White Rock Corporation v Middle Volga: Jurisdiction and appeals in commercial disputes

Consequential issues in jurisdiction challenge including costs assessment, permission to appeal and procedural compliance
In White Rock Corporation Ltd v Middle Volga Shipping Company & Anor [2025] EWHC 2746 (Comm), Peter MacDonald Eggers KC, sitting as a Deputy High Court Judge, addressed several consequential matters arising from his earlier judgement allowing the First Defendant's jurisdiction challenge under CPR rule 11(1). The subsequent determination, handed down on 24 October 2025, clarifies important procedural considerations regarding costs, applications for permission to appeal, and time limits for filing appellant's notices.
The dispute centred on three interconnected issues. First, the quantum of costs to be awarded following the successful jurisdiction challenge. The First Defendant sought summary assessment of £78,850.25, comprising solicitors' fees, disbursements including Russian legal fees, and costs relating to the consequential issues themselves. The Claimant, whilst not disputing the First Defendant's entitlement to costs as the successful party, provided no substantive submissions on quantum. The court found the costs reasonable and proportionate, summarily assessing them at the full amount claimed.

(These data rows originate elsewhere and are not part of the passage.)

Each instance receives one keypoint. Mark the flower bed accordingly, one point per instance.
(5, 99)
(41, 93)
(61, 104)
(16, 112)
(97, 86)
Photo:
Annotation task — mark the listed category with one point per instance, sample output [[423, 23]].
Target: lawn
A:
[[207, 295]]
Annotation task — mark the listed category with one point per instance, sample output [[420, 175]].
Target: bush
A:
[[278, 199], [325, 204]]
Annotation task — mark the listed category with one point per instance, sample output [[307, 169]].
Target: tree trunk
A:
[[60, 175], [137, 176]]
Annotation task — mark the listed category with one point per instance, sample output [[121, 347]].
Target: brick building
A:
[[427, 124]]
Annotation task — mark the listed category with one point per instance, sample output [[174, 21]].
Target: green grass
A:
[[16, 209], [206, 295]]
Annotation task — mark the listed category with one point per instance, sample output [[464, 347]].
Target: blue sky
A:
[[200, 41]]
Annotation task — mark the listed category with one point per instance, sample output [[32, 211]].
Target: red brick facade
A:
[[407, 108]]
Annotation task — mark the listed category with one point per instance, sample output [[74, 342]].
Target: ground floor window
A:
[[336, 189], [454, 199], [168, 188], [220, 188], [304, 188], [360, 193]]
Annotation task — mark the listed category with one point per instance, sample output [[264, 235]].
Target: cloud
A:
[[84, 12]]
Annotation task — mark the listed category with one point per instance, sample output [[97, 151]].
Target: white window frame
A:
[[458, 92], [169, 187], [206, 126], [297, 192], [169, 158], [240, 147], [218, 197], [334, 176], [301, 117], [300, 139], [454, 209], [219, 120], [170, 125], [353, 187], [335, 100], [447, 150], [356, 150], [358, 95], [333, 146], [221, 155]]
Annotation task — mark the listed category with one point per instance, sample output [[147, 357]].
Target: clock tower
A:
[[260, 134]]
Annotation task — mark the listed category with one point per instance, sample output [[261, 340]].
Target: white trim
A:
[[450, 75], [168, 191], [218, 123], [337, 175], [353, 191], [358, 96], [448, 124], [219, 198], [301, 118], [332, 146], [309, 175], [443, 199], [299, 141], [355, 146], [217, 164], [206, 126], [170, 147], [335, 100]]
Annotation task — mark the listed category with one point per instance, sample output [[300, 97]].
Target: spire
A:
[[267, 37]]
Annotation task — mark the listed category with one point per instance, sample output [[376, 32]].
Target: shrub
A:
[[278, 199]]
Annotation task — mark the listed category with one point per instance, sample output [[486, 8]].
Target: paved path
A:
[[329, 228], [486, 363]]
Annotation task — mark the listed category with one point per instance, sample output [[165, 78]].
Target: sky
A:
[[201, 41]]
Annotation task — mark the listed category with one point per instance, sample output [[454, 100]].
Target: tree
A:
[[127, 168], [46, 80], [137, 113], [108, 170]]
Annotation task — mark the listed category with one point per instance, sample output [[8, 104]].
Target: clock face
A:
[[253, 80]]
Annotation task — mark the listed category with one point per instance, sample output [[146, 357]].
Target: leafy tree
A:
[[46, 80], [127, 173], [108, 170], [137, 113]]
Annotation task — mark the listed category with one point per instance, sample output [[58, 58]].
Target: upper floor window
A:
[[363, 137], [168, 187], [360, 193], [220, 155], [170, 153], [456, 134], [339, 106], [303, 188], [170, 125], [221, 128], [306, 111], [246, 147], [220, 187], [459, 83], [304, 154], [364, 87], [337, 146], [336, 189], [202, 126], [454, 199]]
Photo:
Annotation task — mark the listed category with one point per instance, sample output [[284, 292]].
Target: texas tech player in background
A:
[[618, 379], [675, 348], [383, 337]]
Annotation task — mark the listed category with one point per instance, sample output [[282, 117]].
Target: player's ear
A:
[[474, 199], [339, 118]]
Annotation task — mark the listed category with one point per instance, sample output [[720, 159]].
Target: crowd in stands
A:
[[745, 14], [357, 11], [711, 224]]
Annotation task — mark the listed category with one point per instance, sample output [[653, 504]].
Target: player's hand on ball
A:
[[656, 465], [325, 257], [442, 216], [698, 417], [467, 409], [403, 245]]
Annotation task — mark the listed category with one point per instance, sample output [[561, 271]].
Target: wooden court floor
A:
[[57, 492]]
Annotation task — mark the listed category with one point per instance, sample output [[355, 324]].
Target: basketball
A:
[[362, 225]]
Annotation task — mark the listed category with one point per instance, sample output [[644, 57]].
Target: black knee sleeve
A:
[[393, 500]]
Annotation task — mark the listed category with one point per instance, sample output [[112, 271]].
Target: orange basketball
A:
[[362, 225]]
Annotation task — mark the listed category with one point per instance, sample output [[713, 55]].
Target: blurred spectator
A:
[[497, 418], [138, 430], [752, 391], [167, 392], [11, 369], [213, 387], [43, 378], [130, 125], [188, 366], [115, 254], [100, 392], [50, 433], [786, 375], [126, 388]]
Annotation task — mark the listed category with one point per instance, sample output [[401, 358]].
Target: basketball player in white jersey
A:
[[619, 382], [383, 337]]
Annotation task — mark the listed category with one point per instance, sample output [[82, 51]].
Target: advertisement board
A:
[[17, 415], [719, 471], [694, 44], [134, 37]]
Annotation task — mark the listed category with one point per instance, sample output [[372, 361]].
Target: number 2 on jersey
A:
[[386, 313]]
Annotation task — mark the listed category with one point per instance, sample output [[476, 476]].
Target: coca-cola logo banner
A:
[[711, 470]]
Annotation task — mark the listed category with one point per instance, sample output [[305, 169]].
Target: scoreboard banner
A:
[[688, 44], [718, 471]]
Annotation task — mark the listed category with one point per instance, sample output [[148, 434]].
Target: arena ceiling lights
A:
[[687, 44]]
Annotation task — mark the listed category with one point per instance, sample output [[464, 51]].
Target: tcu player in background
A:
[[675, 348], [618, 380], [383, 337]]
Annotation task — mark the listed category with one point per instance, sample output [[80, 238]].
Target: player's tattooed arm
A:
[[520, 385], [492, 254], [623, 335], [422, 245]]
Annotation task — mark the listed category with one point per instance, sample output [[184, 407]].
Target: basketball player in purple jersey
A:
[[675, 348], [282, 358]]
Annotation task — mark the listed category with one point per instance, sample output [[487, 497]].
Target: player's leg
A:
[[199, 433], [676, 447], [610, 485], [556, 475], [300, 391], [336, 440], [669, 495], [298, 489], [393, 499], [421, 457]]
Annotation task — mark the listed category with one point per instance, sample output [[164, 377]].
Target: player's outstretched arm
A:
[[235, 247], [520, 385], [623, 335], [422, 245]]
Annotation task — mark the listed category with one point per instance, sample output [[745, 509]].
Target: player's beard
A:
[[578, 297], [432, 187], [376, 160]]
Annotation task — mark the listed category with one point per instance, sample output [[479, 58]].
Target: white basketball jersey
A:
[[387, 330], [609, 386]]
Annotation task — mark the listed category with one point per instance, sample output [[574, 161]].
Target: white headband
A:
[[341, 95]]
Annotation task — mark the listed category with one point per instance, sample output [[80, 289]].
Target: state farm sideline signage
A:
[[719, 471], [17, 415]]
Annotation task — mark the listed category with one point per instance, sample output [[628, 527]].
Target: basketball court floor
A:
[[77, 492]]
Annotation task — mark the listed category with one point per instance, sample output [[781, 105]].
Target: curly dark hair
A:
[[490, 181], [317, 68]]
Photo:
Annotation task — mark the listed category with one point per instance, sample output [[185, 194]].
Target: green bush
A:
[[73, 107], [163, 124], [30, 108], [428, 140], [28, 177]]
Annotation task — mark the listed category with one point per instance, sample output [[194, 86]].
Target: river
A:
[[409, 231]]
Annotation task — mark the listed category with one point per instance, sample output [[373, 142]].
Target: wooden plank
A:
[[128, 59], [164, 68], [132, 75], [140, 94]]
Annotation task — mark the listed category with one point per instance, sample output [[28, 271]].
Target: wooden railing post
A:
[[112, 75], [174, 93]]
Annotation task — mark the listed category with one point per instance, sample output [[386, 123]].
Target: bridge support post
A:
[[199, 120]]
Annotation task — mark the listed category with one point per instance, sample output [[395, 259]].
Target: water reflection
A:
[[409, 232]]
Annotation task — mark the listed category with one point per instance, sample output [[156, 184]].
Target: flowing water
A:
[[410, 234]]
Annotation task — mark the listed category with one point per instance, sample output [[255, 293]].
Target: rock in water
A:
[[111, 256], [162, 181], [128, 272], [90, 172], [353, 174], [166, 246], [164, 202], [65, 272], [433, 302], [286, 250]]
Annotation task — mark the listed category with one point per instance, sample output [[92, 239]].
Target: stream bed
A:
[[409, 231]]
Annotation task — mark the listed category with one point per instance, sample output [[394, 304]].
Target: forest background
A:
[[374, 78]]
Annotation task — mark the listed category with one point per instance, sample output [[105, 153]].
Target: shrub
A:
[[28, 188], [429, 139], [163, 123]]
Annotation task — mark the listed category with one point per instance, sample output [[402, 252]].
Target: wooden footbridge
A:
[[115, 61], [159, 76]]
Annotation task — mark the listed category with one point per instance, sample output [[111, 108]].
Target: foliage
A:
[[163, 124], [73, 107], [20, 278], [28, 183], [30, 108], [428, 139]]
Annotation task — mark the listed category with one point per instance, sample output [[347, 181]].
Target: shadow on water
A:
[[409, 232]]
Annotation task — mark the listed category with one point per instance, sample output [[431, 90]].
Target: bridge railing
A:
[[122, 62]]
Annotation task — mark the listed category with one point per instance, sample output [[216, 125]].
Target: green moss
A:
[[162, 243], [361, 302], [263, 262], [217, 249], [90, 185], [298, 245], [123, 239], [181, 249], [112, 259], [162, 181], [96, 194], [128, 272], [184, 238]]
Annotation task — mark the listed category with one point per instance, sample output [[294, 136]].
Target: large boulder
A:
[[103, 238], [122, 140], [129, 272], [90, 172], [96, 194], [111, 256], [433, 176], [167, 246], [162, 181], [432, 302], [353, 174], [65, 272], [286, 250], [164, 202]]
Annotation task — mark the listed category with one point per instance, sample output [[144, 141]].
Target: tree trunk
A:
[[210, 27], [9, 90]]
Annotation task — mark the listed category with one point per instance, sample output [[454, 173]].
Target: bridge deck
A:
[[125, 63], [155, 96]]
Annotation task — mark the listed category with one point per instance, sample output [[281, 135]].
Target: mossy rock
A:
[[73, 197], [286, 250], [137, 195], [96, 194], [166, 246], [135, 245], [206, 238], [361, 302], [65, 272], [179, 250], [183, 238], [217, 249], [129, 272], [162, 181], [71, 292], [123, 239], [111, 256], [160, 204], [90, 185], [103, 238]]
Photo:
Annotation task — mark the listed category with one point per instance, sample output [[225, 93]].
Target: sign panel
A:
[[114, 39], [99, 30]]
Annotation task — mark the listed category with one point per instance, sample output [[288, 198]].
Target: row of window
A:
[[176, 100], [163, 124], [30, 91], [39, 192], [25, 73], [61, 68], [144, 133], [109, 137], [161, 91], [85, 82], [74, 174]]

The second issue concerned the Claimant's application for permission to appeal. The First Defendant contended this application was made out of time, citing CPR rule 52.3(2)(a), which requires applications for permission to appeal to be made at the hearing where the decision was reached or at any adjournment of that hearing. Central to this argument was the interpretation of McDonald v Rose [2019] EWCA Civ 4, which establishes that dealing with consequential matters in writing does not constitute a formal adjournment of the decision hearing. The court agreed with this analysis, finding that the informal arrangement to deal with consequential issues on paper failed to create the necessary adjournment. Consequently, the judge concluded he lacked jurisdiction to determine the permission application.
Had jurisdiction existed, the court would have refused permission on substantive grounds. The proposed grounds of appeal challenged the assessment of evidence and the application of principles from Kaefer, rather than alleging any misinterpretation of legal principles. The court noted that challenging a decision based on assessment of factual evidence faces a more onerous test than appeals on questions of law or construction. The judge had found that even limiting examination to the recap and Q88 forms alone would have led to the conclusion that North Global, not Middle Volga, was the charterers' counterparty—a finding sufficient to sustain the jurisdiction challenge regardless of other considerations.
The third matter involved the time for filing an appellant's notice. The Claimant sought what it characterised as a direction under CPR rule 52.12(2)(a) for filing within 14 days of the permission decision, arguing this was not an extension application but merely a timetabling direction. The First Defendant maintained the standard 21-day period under CPR rule 52.12(2)(b) had already expired on 28 August 2025, making this a belated extension application subject to the Denton three-stage test.
The court found it lacked jurisdiction to grant any extension, as CPR rule 52.12(2)(a) only permits the lower court to extend time at the decision hearing or an adjournment thereof. Since no formal adjournment occurred, this jurisdiction was unavailable. However, the judge indicated that had jurisdiction existed, the extension would have been granted. Applying Denton principles, whilst the breach might be characterised as significant, it resulted from an understandable misapprehension about procedural requirements. Crucially, no prejudice accrued to the First Defendant, as the application would have been made at this juncture even under correct procedure.
The judgement reinforces the importance of strict procedural compliance regarding appeals from jurisdiction challenges, particularly concerning the timing of applications and the distinction between informal case management and formal adjournments. The Claimant must now pursue any permission application directly with the Court of Appeal.